Voice-Chat Model Design

Neural network model design for voice-chat function and tasks.

Real-Time Agent Evaluation

Metrics and methods for measuring system latency, turn-taking speed, and real-time interaction quality.

Benchmarking Frameworks for Voice-Chat Systems

Design of open benchmarks and evaluation toolkits that cover the voice-chat capabilities of modern chat agents (speech, text, and possibly vision).

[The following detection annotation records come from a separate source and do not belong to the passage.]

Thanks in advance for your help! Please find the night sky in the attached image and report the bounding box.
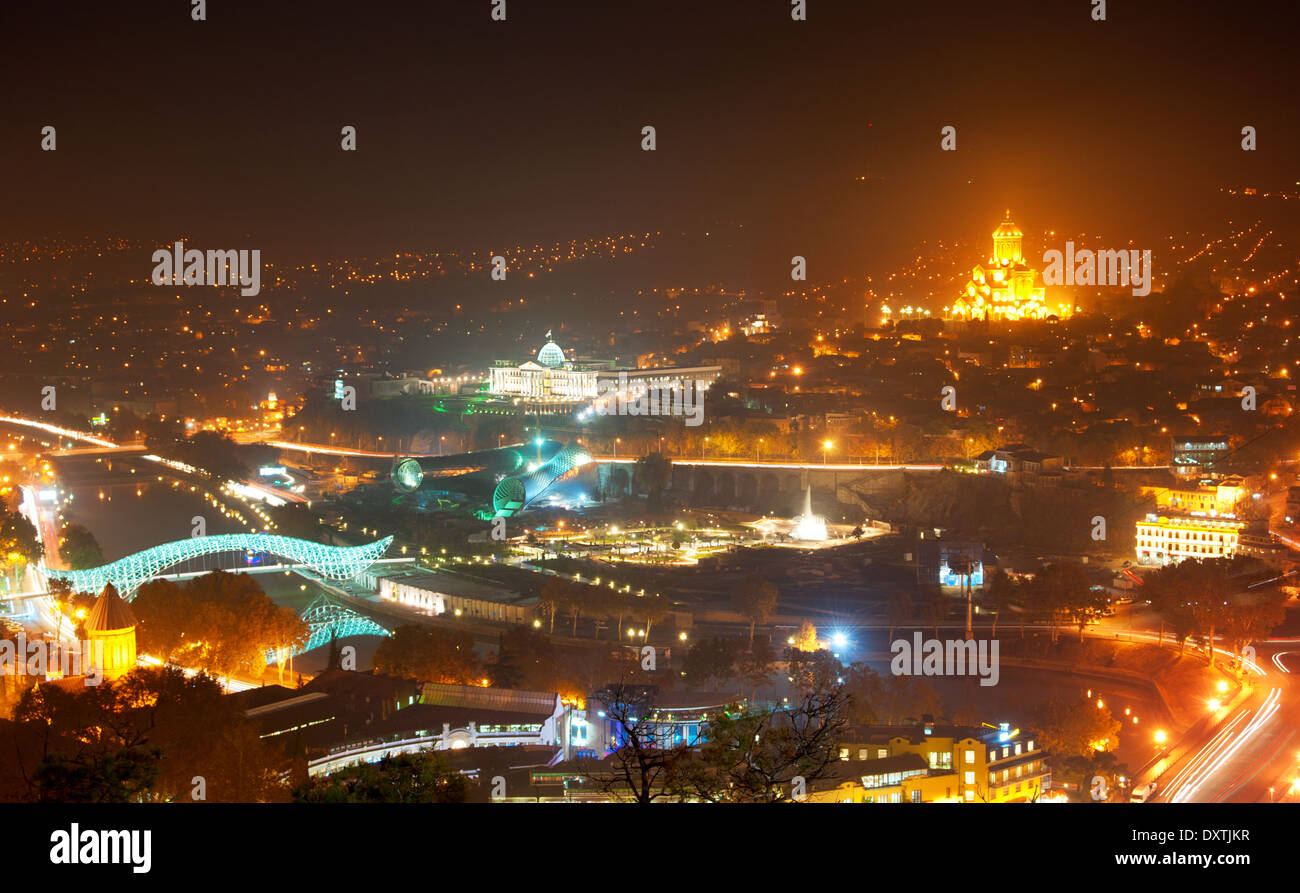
[0,0,1300,278]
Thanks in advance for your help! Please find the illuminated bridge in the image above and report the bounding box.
[267,595,393,663]
[36,533,393,599]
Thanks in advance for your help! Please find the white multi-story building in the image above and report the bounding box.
[1136,515,1245,564]
[488,331,597,403]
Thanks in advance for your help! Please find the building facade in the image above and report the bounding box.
[944,211,1073,321]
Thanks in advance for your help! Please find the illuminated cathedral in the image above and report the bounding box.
[944,211,1070,320]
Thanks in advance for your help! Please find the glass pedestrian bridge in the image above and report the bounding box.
[35,533,393,599]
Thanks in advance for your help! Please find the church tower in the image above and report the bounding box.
[86,584,135,680]
[993,209,1024,264]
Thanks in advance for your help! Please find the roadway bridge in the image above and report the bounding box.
[595,456,944,507]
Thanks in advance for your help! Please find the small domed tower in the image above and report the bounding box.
[537,331,564,369]
[993,209,1024,264]
[86,584,135,680]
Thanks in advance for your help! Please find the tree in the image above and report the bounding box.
[1026,562,1105,642]
[13,667,286,802]
[681,636,740,688]
[732,577,776,645]
[632,452,672,513]
[0,500,43,586]
[371,624,482,685]
[1032,698,1121,758]
[844,663,884,725]
[537,577,568,633]
[676,681,849,803]
[59,524,104,571]
[486,628,524,689]
[983,568,1024,638]
[790,620,822,651]
[582,682,689,803]
[1052,750,1132,803]
[736,638,777,702]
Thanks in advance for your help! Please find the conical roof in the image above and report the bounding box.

Integration of Speech Models with LLMs

Strategies for large language models to create agentic conversational AI. This topic covers how to evaluate the combined system.

Session Format

The session will be organized as a sequence of invited talks and paper presentations, followed by an interactive panel discussion. We plan to feature 6 to 8 contributed papers (selected via peer review of this special session's submissions). Each paper will present either a novel voice-chat model design, voice-chat task, evaluation methodology, a benchmarking dataset, or an implemented system related to the session theme.

Expected Impact

By defining currently undefined tasks and metrics for voice-chat agents, this special session will lay the groundwork for standardized evaluations in our community. In the long term, having common benchmarks will accelerate progress by enabling researchers to compare systems directly and track improvements over time. We expect lively participation from both academic researchers and industrial practitioners (e.g., teams working on digital assistants and customer service bots), fostering collaborations that bridge speech and language disciplines. Ultimately, this session aligns with IEEE ASRU's goal of advancing speech understanding technologies: it will help answer "How do we know if one conversational system is better than another?" in a rigorous way. Establishing these evaluation criteria and benchmarks now will shape research and development of next-generation conversational AI that is more accurate, real-time, privacy-preserving, and robust in the open world.

Session Overview

This special session aims to foster the design of open voice-chat agentic systems and the definition of evaluation benchmarks for such agents. Recent advances in speech technology and large language models (LLMs) have enabled voice-based conversational agents that can engage in free-form dialogue and carry out complex tasks. However, the field currently lacks well-defined tasks and standardized metrics to evaluate these multimodal dialogue systems' performance.

Objectives

The primary objective is to define and accelerate the development of open evaluation frameworks for voice-interactive AI agents.

Organizers and Contact Information

Dr. Huck Yang – Senior Research Scientist, NVIDIA Research

Email: huckyang@nvidia.com

Prof. Yun-Nung (Vivian) Chen – Professor, Department of Computer Science & Information Engineering, National Taiwan University

Email: y.v.chen@ieee.org

Prof. Larry Heck – Professor (ECE & Interactive Computing), Georgia Institute of Technology; Georgia Research Alliance Eminent Scholar

Email: larryheck@gatech.edu

Organizer Biographies

Dr. Huck Yang

Dr. Huck Yang is a Senior Research Scientist at NVIDIA Research focusing on speech-language cross-modal alignment with several representative works on input-based model adaptation (i.e., speech-based in-context learning, textual prompting, and system reprogramming.) He received his Ph.D. from the Georgia Institute of Technology and has served as an area chair or committee member on parameter-efficient learning at IEEE ICASSP 2022 to 2025, EMNLP 2024 and ACL 2025. Dr. Yang has organized special sessions and tutorials in Interspeech 2023, ICASSP 2022 to 2024, and EMNLP 2025.

Prof. Yun-Nung (Vivian) Chen

Prof. Yun-Nung (Vivian) Chen is a Professor in the Department of Computer Science and Information Engineering at National Taiwan University, specializing in spoken dialogue systems, language understanding, and multimodal language processing. She earned her Ph.D. from Carnegie Mellon University. She leads the MiU Lab at NTU, has published extensively on conversational AI, and her expertise in dialog system evaluation and user-centric AI design will inform the session's focus on benchmarking conversational agents.

Prof. Larry Heck

Prof. Larry Heck is a Professor with joint appointments in Electrical & Computer Engineering and Interactive Computing at the Georgia Institute of Technology, and holds the Rhesa S. Farmer Chair of Advanced Computing Concepts as a Georgia Research Alliance Eminent Scholar. An IEEE Fellow, Prof. Prof. Heck's unparalleled industry experience in creating and evaluating voice assistants makes him ideally suited to co-organize this special session on voice-agent benchmarking.